These notes are written in late August of 1983, when our College on the Hill is commencing what is calculated to be its 215 th academic year since its founding in 1769 on the banks of the Connecticut by our intrepid and bold teacher/preacher/pioneer, Eleazar Wheelock. Also beginning, of course, is the 36th year since the official graduation year of the almost-no-less-noted class of 1948. Herewith submission of good wishes for both institutions during the forthcoming twelvemonth.
Men of the class who couldn't be there missed a good '48 reunion this past June. The event is a fast-fading memory now, but one or two flashbacks may bear retelling. On one of the evenings, '48 and '49 put on a joint bigband dance in the '49 tent in front of Middle Mass. Someone in '49 had found and hired an excellent professional swing band composed of businessmen who play mostly on weekends and who specialize in sounding like the Glenn Millers, the Dorsey brothers, the Harry Jameses, etc. of the forties. They were good. Probably all of us felt transported back to that era when oldies such as "One O'Clock Jump" first began flooding the Row. Final proof of the presence of that old spirit, often combined with presentday spirits, came when old bachelors John Lanzetta and Ted Thornton undertook the classical pastime of trying to pick up a date among the whooping crowd. Precisely as in those days of yore. (And probably with about as much success.) Nor can I fail to mention one '48 who just didn't get to Hanover. Old navigator Dirk Kuzmier had been hoping to complete his flying lessons in time to pilot a rented plane up from New York. When Dirk failed to appear, Jay Urstadt '49 was asked what had happened to his buddy. Jay proceeded to advise that Dirk had not yet quite mastered some of the navigational intricacies of the flight game. He had taken off in a small plane from a rural Long Island airport to fly to Hanover but had lost his bearings. When he couldn't identify anything in the green ocean below, he asked the authorities by radio to fix his position via the transponder. The answer came back that he was headed east from Provincetown! Dirk decided to turn around, take more navigation, and try again in 1988.

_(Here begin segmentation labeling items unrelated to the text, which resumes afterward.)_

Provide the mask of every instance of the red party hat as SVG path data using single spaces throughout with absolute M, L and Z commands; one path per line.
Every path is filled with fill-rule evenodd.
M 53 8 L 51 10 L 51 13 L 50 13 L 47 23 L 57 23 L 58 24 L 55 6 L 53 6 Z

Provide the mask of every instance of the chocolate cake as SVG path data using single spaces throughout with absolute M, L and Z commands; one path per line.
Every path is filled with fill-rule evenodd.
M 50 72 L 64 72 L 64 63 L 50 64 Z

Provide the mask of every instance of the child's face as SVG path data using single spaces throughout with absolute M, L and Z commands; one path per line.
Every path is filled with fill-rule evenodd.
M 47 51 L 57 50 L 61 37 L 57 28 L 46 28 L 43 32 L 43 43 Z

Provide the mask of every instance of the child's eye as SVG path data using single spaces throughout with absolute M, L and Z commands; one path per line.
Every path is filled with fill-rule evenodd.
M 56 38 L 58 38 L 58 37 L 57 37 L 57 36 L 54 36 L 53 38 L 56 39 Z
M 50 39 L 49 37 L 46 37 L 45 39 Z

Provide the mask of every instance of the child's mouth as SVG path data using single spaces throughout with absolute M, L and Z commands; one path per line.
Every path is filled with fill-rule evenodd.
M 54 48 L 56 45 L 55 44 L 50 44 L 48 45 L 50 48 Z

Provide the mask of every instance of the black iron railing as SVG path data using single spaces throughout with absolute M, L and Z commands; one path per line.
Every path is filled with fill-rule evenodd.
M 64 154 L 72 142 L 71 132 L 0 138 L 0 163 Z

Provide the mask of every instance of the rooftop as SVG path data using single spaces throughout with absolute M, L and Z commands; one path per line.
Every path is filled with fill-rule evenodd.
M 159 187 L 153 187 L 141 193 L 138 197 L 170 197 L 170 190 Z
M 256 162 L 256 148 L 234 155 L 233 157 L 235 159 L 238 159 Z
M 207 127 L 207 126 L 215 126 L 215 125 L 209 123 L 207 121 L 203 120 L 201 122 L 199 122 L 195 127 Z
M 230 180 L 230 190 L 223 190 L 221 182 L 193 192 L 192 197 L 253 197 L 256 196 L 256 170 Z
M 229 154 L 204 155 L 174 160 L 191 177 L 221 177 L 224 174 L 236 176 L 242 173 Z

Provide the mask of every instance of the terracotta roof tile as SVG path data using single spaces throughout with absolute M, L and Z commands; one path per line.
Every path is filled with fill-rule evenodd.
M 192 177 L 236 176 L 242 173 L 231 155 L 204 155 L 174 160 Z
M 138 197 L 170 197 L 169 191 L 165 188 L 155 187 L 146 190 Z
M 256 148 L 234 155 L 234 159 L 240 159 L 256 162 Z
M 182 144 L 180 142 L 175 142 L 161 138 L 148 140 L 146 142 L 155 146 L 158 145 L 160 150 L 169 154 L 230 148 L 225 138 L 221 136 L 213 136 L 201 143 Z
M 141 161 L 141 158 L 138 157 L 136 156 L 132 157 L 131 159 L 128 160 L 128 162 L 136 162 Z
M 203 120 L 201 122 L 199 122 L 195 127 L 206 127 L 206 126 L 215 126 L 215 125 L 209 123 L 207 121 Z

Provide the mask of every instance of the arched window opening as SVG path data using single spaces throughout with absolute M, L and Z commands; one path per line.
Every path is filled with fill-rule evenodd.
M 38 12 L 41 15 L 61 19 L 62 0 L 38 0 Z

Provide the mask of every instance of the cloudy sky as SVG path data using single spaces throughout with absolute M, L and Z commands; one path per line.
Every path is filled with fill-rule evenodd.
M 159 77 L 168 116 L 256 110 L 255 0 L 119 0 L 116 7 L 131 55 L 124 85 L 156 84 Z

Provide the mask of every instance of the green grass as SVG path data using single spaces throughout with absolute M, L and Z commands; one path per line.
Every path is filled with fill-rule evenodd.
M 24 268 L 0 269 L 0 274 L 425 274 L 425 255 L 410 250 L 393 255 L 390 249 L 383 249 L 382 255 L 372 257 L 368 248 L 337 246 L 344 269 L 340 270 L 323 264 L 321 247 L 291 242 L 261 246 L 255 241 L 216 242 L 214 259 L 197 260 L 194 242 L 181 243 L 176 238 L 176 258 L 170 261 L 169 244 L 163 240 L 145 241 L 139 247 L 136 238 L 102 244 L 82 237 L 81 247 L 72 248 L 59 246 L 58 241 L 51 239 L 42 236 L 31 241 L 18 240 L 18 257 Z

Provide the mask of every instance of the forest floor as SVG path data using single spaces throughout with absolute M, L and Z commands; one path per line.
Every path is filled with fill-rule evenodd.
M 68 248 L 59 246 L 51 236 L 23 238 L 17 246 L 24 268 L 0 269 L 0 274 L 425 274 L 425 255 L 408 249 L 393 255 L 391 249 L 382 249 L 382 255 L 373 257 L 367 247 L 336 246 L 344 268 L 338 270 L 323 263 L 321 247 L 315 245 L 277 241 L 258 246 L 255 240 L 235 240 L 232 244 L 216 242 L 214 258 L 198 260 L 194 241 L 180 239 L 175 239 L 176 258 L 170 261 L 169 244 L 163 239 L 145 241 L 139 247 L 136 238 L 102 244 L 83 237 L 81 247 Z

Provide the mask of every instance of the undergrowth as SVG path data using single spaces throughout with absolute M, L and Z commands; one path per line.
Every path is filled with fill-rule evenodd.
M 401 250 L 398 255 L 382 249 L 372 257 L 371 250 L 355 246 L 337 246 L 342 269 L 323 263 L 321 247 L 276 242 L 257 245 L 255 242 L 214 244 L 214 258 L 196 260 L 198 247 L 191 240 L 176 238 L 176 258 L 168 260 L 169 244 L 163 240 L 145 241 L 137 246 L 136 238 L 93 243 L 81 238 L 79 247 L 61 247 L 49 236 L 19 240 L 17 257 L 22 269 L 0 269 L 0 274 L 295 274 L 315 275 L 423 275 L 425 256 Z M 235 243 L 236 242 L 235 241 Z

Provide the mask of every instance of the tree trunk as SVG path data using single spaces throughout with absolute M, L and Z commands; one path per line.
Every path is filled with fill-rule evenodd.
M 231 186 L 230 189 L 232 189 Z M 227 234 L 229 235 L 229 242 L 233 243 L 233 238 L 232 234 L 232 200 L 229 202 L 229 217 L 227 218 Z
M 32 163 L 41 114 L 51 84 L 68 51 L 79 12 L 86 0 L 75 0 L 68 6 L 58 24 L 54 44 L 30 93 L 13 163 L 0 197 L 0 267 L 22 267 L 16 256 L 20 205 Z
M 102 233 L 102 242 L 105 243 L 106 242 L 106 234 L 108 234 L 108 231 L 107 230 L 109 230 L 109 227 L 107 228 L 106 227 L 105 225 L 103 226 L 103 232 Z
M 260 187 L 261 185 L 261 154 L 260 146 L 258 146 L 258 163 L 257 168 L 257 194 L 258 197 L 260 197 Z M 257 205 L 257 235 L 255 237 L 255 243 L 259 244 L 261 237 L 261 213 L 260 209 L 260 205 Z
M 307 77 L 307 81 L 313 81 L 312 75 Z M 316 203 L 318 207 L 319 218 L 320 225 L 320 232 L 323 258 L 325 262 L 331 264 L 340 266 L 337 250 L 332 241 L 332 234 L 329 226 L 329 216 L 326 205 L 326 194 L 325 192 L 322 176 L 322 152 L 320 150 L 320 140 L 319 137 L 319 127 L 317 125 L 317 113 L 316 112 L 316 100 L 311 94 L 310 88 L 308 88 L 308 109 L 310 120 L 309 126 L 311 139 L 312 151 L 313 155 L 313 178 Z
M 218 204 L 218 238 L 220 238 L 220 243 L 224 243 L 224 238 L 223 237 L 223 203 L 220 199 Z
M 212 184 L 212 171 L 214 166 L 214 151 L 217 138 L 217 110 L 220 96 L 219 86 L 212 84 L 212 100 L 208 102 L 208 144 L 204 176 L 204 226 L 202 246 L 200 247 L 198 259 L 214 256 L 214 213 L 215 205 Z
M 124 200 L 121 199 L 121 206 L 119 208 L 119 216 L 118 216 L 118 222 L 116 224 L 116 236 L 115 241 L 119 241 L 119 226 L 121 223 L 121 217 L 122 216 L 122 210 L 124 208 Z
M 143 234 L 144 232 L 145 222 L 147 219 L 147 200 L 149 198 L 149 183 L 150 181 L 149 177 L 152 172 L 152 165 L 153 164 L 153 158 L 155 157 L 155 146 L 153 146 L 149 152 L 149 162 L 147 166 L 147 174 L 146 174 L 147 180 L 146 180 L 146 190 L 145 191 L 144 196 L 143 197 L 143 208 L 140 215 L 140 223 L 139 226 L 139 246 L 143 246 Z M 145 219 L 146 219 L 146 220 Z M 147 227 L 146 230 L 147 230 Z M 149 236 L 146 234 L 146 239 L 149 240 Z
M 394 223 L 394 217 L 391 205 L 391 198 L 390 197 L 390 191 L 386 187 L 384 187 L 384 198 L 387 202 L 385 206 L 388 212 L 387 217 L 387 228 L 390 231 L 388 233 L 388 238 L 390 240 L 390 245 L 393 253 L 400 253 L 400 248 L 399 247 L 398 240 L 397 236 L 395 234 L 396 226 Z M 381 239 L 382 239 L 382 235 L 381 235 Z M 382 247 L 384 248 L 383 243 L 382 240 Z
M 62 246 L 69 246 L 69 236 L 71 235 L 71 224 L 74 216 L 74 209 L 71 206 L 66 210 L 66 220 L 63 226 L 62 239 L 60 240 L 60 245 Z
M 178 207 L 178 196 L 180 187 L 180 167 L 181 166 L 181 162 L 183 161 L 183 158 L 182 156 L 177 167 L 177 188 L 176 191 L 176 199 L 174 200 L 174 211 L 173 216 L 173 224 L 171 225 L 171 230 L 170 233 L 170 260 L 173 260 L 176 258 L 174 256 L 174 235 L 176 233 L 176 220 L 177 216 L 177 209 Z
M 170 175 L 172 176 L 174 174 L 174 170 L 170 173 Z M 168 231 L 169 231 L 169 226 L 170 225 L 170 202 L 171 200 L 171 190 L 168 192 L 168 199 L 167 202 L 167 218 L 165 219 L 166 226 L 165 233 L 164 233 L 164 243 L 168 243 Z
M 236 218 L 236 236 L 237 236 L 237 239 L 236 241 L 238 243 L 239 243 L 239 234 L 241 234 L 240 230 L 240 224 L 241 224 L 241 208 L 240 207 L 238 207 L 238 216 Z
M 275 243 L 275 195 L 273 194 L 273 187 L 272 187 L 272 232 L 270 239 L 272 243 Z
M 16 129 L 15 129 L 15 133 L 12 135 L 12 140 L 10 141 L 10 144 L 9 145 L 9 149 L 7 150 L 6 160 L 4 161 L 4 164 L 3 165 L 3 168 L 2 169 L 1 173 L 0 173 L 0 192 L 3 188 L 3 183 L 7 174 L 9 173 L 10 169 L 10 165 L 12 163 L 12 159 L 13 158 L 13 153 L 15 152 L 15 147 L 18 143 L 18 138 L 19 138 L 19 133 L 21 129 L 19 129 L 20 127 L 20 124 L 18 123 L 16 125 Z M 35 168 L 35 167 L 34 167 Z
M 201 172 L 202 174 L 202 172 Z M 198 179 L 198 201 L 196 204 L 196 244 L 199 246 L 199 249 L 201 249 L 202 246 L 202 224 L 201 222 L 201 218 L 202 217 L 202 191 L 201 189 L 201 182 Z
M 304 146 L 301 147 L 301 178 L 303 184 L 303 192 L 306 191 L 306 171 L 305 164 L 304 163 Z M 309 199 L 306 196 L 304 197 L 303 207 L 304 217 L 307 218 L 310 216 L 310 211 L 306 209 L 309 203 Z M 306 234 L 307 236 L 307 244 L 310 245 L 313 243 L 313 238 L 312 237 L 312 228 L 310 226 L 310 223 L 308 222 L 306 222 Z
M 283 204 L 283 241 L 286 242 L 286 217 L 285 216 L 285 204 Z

The class will wish to congratulate and proffer good wishes to its new president, Earl Chambers of Providence, to its new Alumni Councilor, Don Ryan of Chicago, and to its new memorial gifts chairman, Bud Gedney. These men were found by the class nominating committee and were elected at the reunion. They have taken on thankless jobs, so each '48 is asked to give them all the help he can.

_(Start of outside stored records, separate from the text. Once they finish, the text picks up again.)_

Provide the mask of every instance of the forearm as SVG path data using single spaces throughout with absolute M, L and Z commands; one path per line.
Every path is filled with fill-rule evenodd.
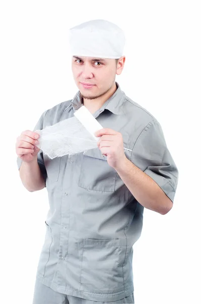
M 28 191 L 33 192 L 45 187 L 45 181 L 37 159 L 31 163 L 22 162 L 19 172 L 22 182 Z
M 150 176 L 125 158 L 115 168 L 137 201 L 145 208 L 165 214 L 172 207 L 170 200 Z

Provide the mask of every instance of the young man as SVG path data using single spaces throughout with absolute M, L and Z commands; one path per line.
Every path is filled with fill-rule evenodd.
M 50 206 L 33 303 L 134 303 L 132 246 L 143 209 L 171 210 L 178 171 L 159 123 L 115 81 L 125 61 L 121 29 L 97 20 L 71 29 L 79 91 L 45 111 L 34 131 L 73 117 L 82 103 L 104 129 L 96 148 L 70 158 L 30 150 L 34 131 L 18 138 L 23 184 L 46 186 Z

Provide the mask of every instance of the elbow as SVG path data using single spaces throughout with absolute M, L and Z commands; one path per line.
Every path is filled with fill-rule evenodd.
M 169 211 L 171 210 L 173 206 L 173 203 L 172 201 L 169 198 L 168 200 L 168 202 L 166 202 L 166 204 L 164 204 L 164 208 L 163 209 L 162 211 L 160 212 L 161 214 L 162 215 L 165 215 L 168 213 Z

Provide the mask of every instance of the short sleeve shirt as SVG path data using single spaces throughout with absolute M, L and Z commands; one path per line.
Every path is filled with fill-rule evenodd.
M 103 128 L 121 133 L 126 157 L 173 202 L 178 171 L 162 127 L 116 83 L 93 115 Z M 81 106 L 78 91 L 43 112 L 33 131 L 73 117 Z M 95 301 L 131 294 L 133 245 L 141 233 L 143 207 L 98 147 L 53 160 L 40 150 L 37 158 L 49 204 L 37 277 L 57 292 Z M 18 158 L 19 169 L 21 163 Z

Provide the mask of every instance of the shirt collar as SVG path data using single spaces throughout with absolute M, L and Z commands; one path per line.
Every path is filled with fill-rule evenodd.
M 125 94 L 121 90 L 118 83 L 116 82 L 117 90 L 105 102 L 99 110 L 103 111 L 105 109 L 109 110 L 114 114 L 120 115 L 123 109 Z M 78 91 L 71 101 L 71 103 L 64 109 L 70 109 L 71 106 L 74 111 L 78 110 L 82 105 L 82 98 L 80 91 Z

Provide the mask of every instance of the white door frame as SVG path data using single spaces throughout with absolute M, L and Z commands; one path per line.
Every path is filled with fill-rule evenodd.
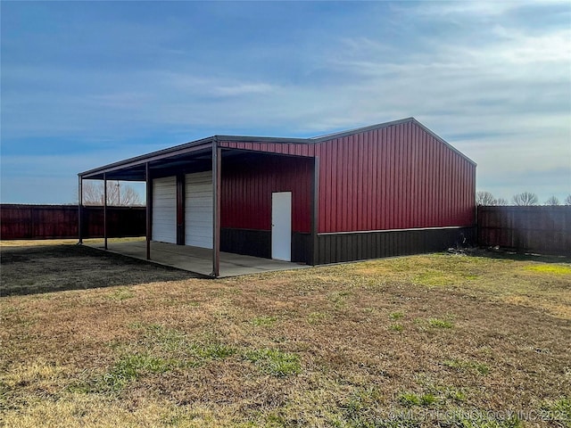
M 271 258 L 292 260 L 292 193 L 271 193 Z

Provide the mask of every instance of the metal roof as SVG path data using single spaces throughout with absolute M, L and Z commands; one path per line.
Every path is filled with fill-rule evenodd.
M 399 120 L 392 120 L 390 122 L 379 123 L 377 125 L 370 125 L 368 127 L 357 128 L 354 129 L 349 129 L 345 131 L 335 132 L 333 134 L 327 134 L 323 136 L 318 136 L 310 138 L 290 138 L 290 137 L 274 137 L 274 136 L 212 136 L 207 138 L 202 138 L 200 140 L 191 141 L 182 144 L 175 145 L 166 149 L 152 152 L 147 154 L 128 158 L 117 162 L 103 165 L 93 169 L 88 169 L 84 172 L 80 172 L 78 175 L 82 178 L 103 178 L 103 173 L 112 173 L 120 170 L 124 171 L 124 177 L 113 179 L 138 179 L 141 174 L 144 174 L 145 164 L 146 162 L 154 162 L 155 165 L 162 165 L 164 168 L 173 167 L 180 161 L 189 161 L 192 160 L 203 160 L 211 156 L 212 143 L 215 141 L 236 141 L 236 142 L 258 142 L 258 143 L 281 143 L 281 144 L 319 144 L 324 143 L 335 138 L 342 138 L 343 136 L 360 134 L 361 132 L 367 132 L 374 129 L 381 129 L 387 127 L 395 125 L 401 125 L 402 123 L 411 122 L 420 127 L 423 130 L 430 134 L 439 142 L 443 143 L 456 153 L 462 156 L 470 163 L 476 165 L 476 162 L 466 156 L 461 152 L 458 151 L 449 143 L 438 136 L 433 131 L 428 129 L 419 121 L 414 118 L 406 118 Z M 176 159 L 175 159 L 176 158 Z M 130 173 L 129 173 L 130 171 Z M 116 174 L 118 175 L 118 174 Z

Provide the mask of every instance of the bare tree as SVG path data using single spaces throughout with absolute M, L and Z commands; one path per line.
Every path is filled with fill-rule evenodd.
M 514 204 L 519 206 L 530 206 L 537 205 L 538 198 L 535 193 L 531 192 L 522 192 L 521 193 L 514 194 Z
M 103 205 L 104 192 L 103 182 L 92 181 L 83 184 L 83 204 L 84 205 Z M 130 185 L 121 184 L 119 181 L 107 182 L 107 205 L 113 206 L 133 206 L 142 205 L 139 193 Z
M 478 192 L 476 193 L 476 203 L 477 205 L 495 205 L 496 200 L 490 192 Z
M 550 196 L 547 201 L 545 201 L 545 205 L 559 205 L 559 200 L 557 199 L 557 196 Z

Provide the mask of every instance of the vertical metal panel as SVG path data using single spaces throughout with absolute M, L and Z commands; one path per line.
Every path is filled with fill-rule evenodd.
M 313 156 L 313 145 L 299 143 L 267 143 L 256 141 L 220 141 L 219 147 L 251 150 L 269 153 L 291 154 L 295 156 Z
M 222 227 L 271 229 L 271 193 L 292 192 L 292 230 L 311 231 L 313 159 L 266 154 L 224 162 Z
M 185 176 L 177 174 L 177 244 L 185 244 Z
M 417 124 L 318 145 L 319 233 L 475 224 L 476 167 Z
M 212 248 L 214 210 L 212 171 L 195 172 L 185 177 L 185 243 L 201 248 Z

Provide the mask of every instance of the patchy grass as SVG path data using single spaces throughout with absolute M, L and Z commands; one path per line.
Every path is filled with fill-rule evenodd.
M 73 245 L 15 251 L 4 269 L 4 250 L 3 287 L 35 292 L 0 299 L 5 426 L 570 424 L 560 260 L 434 254 L 213 281 Z M 117 280 L 38 292 L 98 276 Z
M 571 267 L 567 265 L 534 265 L 526 266 L 525 270 L 552 275 L 571 276 Z

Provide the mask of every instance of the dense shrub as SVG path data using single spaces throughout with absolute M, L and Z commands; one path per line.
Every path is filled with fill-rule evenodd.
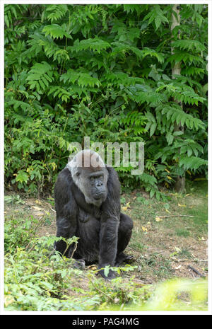
M 117 170 L 151 196 L 206 175 L 207 6 L 180 7 L 171 30 L 172 5 L 5 6 L 7 184 L 52 187 L 84 136 L 144 142 L 145 174 Z

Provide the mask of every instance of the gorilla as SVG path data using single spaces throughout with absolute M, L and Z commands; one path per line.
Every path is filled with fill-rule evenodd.
M 124 250 L 131 236 L 133 221 L 120 212 L 120 183 L 114 169 L 107 167 L 93 151 L 78 152 L 59 174 L 54 200 L 57 236 L 80 238 L 73 255 L 76 262 L 98 262 L 102 277 L 115 277 L 111 270 L 105 277 L 104 267 L 119 266 L 131 259 Z M 66 250 L 66 243 L 61 240 L 54 248 L 71 258 L 73 245 Z

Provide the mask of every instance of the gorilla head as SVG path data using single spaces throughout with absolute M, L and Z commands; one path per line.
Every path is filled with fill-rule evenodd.
M 91 150 L 81 151 L 67 167 L 86 202 L 100 207 L 107 195 L 108 172 L 99 154 Z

Earl has called for a get-together on the Cornell game Saturday, October 22, in Hanover. All members of the class are invited to the executive committee meeting at 10:00 a.m. in 207 Thornton Hall, to the class luncheon in the Inn at noon, and to the class dinner as arranged by Ray Richard at Timothy's Table in Norwich at 6:00 p.m. It should be fun, so be there if you possibly can. Wives and friends are of course invited to the social events. And don't forget the torchlight parade the night before, when retired coach Bob Blackman of former Dartmouth football fame will be the honored guest. (Who will forget his team's magnificent 1965 28-14 win over unbeaten Princeton?)
Lloyd Krumm, who has just stepped down as class president after an excellent five-year term during which he was the source of much progress in bringing '48s closer together as an entity, advises that '48 has 21 reunion jackets left over (six of them are extra-large adult size and 15 are marked "XL 18-20" and can be for either big boys or small women). They are unlined, dark green nylon warm-up jackets decorated with the '48 logo in white. Send your check for $ 15 per jacket payable to the "Class of '48" to Lloyd Krumm, 813 Pueblo Drive, Franklin Lakes, NJ 07417.

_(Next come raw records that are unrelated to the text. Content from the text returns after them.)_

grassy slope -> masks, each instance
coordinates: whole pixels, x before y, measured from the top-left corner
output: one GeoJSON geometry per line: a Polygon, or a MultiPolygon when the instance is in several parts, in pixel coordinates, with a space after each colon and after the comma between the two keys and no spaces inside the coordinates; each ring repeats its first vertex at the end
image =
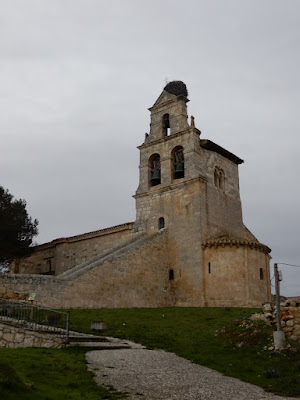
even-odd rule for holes
{"type": "Polygon", "coordinates": [[[91,332],[91,322],[102,320],[108,325],[107,335],[131,339],[150,349],[174,352],[278,394],[300,396],[299,352],[264,351],[265,346],[272,345],[270,327],[240,326],[233,322],[255,311],[245,308],[72,310],[71,328],[91,332]],[[227,328],[222,331],[224,326],[227,328]],[[243,344],[238,347],[240,343],[243,344]]]}
{"type": "Polygon", "coordinates": [[[0,398],[5,400],[120,399],[97,386],[83,349],[0,349],[0,398]]]}

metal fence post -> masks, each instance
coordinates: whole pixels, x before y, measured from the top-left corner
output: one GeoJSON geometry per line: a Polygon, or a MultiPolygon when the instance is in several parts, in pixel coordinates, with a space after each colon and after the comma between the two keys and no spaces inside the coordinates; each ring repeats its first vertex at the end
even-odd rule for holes
{"type": "Polygon", "coordinates": [[[67,329],[66,329],[66,341],[69,342],[70,332],[70,310],[67,311],[67,329]]]}

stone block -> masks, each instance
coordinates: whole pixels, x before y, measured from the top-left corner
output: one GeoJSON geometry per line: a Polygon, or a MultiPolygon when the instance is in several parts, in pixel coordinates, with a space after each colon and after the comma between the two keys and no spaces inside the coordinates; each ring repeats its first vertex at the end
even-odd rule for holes
{"type": "Polygon", "coordinates": [[[15,334],[14,333],[4,333],[3,339],[7,342],[14,342],[15,334]]]}

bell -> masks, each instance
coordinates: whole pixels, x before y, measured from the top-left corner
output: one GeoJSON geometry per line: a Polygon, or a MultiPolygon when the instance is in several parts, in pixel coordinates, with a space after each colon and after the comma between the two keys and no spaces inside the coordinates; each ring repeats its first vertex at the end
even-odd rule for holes
{"type": "Polygon", "coordinates": [[[179,162],[178,164],[175,164],[174,178],[175,179],[184,178],[184,163],[179,162]]]}
{"type": "Polygon", "coordinates": [[[153,186],[160,184],[160,170],[159,169],[155,169],[152,172],[151,183],[153,186]]]}
{"type": "Polygon", "coordinates": [[[178,163],[175,165],[175,174],[184,172],[184,164],[178,163]]]}

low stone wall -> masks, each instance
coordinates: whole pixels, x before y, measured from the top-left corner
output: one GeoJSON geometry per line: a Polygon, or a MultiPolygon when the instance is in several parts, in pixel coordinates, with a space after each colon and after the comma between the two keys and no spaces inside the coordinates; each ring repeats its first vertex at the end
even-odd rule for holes
{"type": "MultiPolygon", "coordinates": [[[[276,309],[272,303],[263,306],[264,315],[276,324],[276,309]]],[[[286,336],[300,341],[300,298],[287,299],[280,303],[281,327],[286,336]]]]}
{"type": "Polygon", "coordinates": [[[63,338],[0,323],[0,347],[59,348],[63,344],[63,338]]]}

The class has suffered an irreplaceable loss. When we were undergrads in Hanover in the forties, two members of the class, Ted Tischler and Bob Blum, selflessly spent a great amount of time in compiling a '48 movie. Both were adept with the movie camera and working together and separately they tried to take sequences of every member of the class in some active phase of his undergrad Dartmouth life. They may not have succeeded in getting everyone, but they did succeed beyond anyone's reasonable expectation. That movie, a labor of love representing many hundreds of hours of effort by Tischler and Blum and by others who worked with them, is lost. It has disappeared from Hanover and can't be found. It was shown at the '48 tenth reunion, but to date no trace of the reels since then has turned up. If you can give us any help in locating the film, or any clues which might help us track it down, please get in touch with me. We'd like to recover it so '48s who visit Hanover can see it (and perhaps themselves in it). We'll not be too old to appreciate it at the 40th either. Please write or phone. Thanks.
Enjoy watching Joe Yukica's Big Green aggregation this fall!